Japonya’ya, daha doğrusu Japonlara ulus olarak hayranlığımız vardır. Hayranlığımızın kaynağı, değerlerine sahip çıkarak, yakaladıkları gelişmişlik düzeyi ve çalışkanlıklarıdır.
Her Yer Temiz, Trafik Düzenli
Japonya’nın bir refah ülkesi olduğunu havaalanına ayak bastığınızda görmeye başlıyorsunuz. Zenginlik her yerde kendini gösteriyor.
Tokyo’nun yolları, binaları, alışveriş merkezleri, tabelalar birer zenginlik nişanesi. Kadınların kıyafetleri, ayakkabı ve çantaları ünlü markaların ürünü.
Her yer temiz, trafik düzenli, insanlar saygılı ve kibar. Kaldırımda yürüyen, yeşil ışıkta karşıya geçen insanların ve araç selinin karmaşadan uzak görüntüleri ilk dikkatimizi çeken özellikler oluyor.
Çantadan fotoğraf makinesini çıkardım. Yağmur bahçeyi yıkamış, Kasım’ın ortaları ve güneş kurutmaya çalışıyor.
Üç bin metrekareden büyük olduğunu tahmin ettiğim bahçede keyfime diyecek yok. Hava, fotoğraf havası.
Japon bahçelerinin bizim parklarla ortak yanı ağaçlar ve banklar. Bunun dışında ortak yan aramayın.
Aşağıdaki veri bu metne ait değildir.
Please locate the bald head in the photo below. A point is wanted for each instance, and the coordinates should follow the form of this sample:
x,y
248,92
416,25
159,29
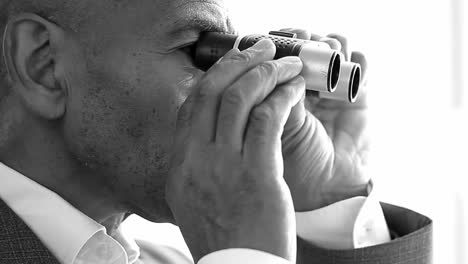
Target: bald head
x,y
96,88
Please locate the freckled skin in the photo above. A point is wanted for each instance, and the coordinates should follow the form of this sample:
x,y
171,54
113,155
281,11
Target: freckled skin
x,y
124,97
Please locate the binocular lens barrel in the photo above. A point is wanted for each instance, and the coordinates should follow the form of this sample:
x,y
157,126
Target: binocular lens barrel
x,y
322,65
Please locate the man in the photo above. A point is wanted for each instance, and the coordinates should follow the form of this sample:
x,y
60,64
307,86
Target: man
x,y
103,114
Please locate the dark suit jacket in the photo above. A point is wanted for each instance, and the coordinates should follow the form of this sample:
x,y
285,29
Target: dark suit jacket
x,y
412,243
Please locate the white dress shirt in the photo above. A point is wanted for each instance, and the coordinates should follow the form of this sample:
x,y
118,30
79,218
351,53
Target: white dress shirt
x,y
74,238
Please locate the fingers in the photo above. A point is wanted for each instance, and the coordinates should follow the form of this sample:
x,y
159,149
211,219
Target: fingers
x,y
266,121
250,90
301,33
213,84
344,44
360,58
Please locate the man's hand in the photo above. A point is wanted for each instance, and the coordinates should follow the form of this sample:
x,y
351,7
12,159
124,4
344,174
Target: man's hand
x,y
226,187
324,146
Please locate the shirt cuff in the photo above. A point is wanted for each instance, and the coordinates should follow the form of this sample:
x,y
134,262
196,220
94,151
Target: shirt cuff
x,y
242,255
353,223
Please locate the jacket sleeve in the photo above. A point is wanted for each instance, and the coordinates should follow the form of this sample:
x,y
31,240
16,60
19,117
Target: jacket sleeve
x,y
411,243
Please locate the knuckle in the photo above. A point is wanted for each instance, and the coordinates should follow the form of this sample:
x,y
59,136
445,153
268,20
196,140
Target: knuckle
x,y
267,69
206,86
263,117
244,56
233,96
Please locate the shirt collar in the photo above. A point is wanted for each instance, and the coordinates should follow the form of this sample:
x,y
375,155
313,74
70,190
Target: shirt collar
x,y
63,229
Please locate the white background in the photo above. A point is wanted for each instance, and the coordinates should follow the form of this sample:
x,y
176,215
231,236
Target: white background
x,y
418,118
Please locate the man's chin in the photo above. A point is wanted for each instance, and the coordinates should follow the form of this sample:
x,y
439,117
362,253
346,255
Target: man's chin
x,y
162,215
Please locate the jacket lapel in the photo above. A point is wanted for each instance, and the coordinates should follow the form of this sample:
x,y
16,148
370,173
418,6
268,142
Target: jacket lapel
x,y
18,244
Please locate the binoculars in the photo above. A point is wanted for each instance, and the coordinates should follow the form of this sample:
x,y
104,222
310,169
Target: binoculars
x,y
324,70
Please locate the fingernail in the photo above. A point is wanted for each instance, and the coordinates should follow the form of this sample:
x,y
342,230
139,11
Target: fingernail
x,y
291,60
263,45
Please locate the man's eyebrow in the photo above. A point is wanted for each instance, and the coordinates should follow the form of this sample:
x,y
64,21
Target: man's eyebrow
x,y
196,24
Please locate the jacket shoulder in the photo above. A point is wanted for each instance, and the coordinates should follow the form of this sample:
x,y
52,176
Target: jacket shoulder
x,y
18,244
411,243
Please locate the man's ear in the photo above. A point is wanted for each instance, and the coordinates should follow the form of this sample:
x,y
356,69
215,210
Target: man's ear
x,y
31,48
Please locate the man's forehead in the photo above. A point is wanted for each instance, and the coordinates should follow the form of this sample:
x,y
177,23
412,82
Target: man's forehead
x,y
198,14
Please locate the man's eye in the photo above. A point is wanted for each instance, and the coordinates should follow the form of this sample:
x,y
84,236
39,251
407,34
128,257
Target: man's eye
x,y
189,50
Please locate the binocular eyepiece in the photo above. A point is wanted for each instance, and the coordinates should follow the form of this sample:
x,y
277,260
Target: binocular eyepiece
x,y
324,70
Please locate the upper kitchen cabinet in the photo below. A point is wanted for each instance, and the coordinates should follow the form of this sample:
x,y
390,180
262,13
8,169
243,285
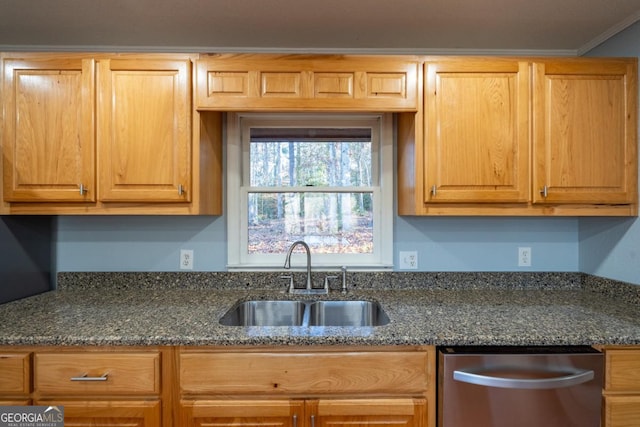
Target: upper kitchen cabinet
x,y
107,134
585,125
48,137
144,130
476,131
514,136
308,83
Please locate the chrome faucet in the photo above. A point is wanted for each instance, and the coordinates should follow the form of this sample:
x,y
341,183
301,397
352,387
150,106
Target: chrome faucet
x,y
308,289
287,261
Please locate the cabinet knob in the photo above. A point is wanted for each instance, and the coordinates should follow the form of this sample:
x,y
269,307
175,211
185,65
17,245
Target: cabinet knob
x,y
544,191
85,377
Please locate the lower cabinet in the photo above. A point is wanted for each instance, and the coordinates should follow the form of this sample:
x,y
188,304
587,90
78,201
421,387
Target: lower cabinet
x,y
622,387
112,413
15,378
392,412
240,413
101,388
324,387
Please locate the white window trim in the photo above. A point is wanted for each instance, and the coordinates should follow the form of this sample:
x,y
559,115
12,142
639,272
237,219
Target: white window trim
x,y
237,259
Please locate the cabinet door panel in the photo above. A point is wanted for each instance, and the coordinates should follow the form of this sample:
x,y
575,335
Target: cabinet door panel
x,y
49,130
14,373
144,136
368,412
585,125
124,373
477,131
242,413
307,82
109,413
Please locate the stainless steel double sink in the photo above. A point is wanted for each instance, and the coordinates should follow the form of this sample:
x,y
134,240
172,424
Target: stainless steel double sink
x,y
354,313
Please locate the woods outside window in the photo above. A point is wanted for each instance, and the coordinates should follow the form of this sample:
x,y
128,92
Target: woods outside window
x,y
324,179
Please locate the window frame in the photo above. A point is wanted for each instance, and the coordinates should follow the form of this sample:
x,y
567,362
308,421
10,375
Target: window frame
x,y
237,147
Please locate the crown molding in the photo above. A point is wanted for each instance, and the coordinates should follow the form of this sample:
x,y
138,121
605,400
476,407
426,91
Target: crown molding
x,y
619,27
334,51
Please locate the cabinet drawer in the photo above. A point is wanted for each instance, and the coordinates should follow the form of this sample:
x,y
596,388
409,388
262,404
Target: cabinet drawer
x,y
97,373
14,373
304,373
623,370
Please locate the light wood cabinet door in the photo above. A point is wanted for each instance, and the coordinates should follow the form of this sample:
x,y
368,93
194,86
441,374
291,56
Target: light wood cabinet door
x,y
89,373
144,130
242,413
49,143
15,378
585,126
477,131
367,412
111,413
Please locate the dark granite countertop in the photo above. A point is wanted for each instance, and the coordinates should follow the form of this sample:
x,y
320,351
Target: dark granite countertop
x,y
164,309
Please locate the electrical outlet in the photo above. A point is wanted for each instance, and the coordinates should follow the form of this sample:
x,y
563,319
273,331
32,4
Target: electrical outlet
x,y
186,259
408,260
524,257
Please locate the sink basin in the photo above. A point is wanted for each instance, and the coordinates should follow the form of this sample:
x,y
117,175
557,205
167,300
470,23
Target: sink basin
x,y
265,313
305,313
347,313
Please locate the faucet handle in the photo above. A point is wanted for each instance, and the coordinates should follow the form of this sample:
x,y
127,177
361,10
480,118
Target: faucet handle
x,y
290,278
326,281
343,269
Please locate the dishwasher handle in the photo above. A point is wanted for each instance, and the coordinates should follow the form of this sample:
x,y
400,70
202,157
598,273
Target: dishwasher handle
x,y
574,378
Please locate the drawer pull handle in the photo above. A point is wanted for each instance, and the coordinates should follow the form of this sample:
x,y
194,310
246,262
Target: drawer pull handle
x,y
85,377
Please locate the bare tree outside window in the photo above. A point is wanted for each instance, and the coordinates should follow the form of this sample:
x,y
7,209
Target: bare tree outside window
x,y
313,185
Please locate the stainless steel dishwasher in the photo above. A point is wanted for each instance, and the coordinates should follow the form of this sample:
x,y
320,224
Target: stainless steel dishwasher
x,y
519,386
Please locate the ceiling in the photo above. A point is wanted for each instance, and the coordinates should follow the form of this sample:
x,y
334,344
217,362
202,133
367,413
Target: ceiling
x,y
404,26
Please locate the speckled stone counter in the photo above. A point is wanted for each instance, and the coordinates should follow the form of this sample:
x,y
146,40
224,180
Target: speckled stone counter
x,y
424,308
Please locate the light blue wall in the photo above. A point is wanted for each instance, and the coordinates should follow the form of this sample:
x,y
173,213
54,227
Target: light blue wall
x,y
112,243
611,247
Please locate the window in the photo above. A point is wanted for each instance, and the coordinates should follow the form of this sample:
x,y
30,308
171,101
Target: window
x,y
325,179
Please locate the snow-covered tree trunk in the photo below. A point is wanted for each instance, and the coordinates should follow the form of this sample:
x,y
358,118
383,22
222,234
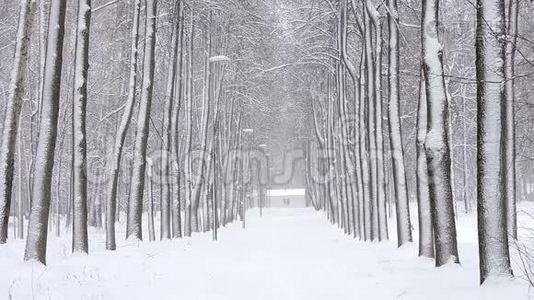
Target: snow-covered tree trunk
x,y
364,155
197,191
189,132
135,205
168,132
509,117
426,235
150,204
371,118
44,163
436,142
175,145
381,173
80,241
404,228
12,114
490,56
114,164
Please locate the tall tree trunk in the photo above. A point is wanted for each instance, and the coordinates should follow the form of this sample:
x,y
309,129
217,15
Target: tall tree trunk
x,y
189,132
12,116
509,118
151,229
490,55
426,232
135,205
80,241
381,173
42,183
175,144
167,157
113,183
404,230
197,192
436,143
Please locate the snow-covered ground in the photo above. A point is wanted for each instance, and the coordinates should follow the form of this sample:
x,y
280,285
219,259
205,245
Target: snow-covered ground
x,y
286,254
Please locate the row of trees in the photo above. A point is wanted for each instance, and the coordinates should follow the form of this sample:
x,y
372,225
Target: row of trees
x,y
352,136
188,138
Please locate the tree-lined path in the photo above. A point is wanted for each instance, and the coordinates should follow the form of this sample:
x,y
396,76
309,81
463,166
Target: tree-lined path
x,y
292,254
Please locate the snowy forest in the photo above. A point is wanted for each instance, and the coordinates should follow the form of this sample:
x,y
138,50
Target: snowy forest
x,y
267,149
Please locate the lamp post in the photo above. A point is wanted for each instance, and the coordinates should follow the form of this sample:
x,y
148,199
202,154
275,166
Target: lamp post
x,y
249,132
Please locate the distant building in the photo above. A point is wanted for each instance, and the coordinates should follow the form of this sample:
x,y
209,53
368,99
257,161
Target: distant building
x,y
286,198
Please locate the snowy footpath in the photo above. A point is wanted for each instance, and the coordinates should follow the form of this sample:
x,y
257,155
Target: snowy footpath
x,y
286,254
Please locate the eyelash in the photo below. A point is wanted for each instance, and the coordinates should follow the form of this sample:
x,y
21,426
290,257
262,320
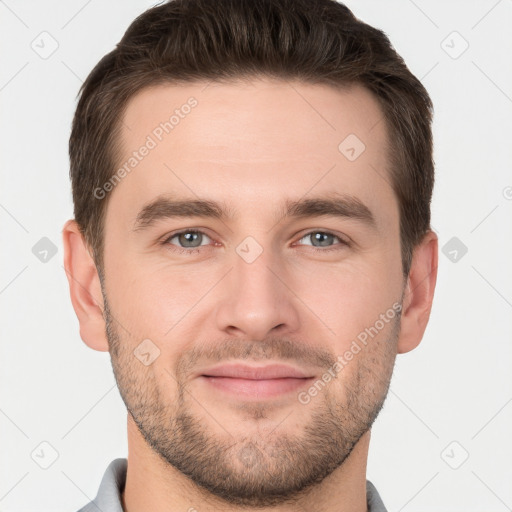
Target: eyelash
x,y
193,250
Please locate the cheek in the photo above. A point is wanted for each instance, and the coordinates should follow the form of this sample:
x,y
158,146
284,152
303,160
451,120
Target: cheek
x,y
349,298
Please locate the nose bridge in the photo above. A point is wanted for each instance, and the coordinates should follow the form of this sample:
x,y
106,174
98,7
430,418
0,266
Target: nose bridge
x,y
254,300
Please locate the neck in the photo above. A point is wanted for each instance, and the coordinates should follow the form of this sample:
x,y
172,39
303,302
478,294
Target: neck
x,y
152,484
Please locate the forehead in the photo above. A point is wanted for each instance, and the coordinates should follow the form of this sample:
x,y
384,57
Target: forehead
x,y
253,142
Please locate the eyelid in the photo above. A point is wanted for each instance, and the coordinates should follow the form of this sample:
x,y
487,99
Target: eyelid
x,y
344,241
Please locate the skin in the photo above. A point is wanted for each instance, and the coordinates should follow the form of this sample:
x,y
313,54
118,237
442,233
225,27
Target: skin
x,y
192,446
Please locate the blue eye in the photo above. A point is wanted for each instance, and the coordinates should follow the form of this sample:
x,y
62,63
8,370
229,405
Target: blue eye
x,y
320,239
188,239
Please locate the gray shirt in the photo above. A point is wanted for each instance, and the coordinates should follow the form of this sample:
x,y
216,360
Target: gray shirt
x,y
108,498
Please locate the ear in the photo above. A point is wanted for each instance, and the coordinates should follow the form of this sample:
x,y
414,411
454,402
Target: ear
x,y
419,293
84,287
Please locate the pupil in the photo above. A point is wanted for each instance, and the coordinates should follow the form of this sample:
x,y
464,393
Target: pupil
x,y
323,238
189,237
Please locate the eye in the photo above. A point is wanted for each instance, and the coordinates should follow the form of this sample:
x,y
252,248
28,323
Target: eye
x,y
187,239
320,239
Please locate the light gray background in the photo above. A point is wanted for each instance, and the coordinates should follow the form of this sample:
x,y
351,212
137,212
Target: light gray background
x,y
450,398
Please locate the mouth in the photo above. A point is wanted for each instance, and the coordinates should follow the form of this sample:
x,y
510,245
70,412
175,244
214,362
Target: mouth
x,y
250,382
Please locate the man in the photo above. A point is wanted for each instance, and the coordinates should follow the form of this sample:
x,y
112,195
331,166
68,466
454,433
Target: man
x,y
252,184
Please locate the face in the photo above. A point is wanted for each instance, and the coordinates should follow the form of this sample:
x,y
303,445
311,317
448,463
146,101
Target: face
x,y
253,232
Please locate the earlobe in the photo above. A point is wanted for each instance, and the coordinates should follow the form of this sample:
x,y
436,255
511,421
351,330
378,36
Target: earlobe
x,y
84,287
419,293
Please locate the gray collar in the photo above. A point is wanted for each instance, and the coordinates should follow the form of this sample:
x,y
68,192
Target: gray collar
x,y
113,481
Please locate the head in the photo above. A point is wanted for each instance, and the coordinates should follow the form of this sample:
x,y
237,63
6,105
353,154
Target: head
x,y
252,182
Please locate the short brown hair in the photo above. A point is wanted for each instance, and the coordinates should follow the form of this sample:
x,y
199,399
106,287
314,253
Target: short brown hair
x,y
315,41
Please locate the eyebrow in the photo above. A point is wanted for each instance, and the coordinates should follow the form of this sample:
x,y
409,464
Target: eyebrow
x,y
338,205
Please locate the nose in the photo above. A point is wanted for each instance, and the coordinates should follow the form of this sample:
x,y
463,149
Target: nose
x,y
257,300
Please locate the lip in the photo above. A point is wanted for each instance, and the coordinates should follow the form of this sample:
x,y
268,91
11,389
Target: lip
x,y
242,371
255,382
Japon bahçelerinin çeşitleri olduğunu, bunların başka tarzda yapıldığını ve farklı isim taşıdığını sonra öğrendim.
Müzeler Bahçe İçinde
Yine Japonya’da müze ve benzeri kültürel mekanların çok büyük bahçelerin içinde yer aldıklarını görecektim.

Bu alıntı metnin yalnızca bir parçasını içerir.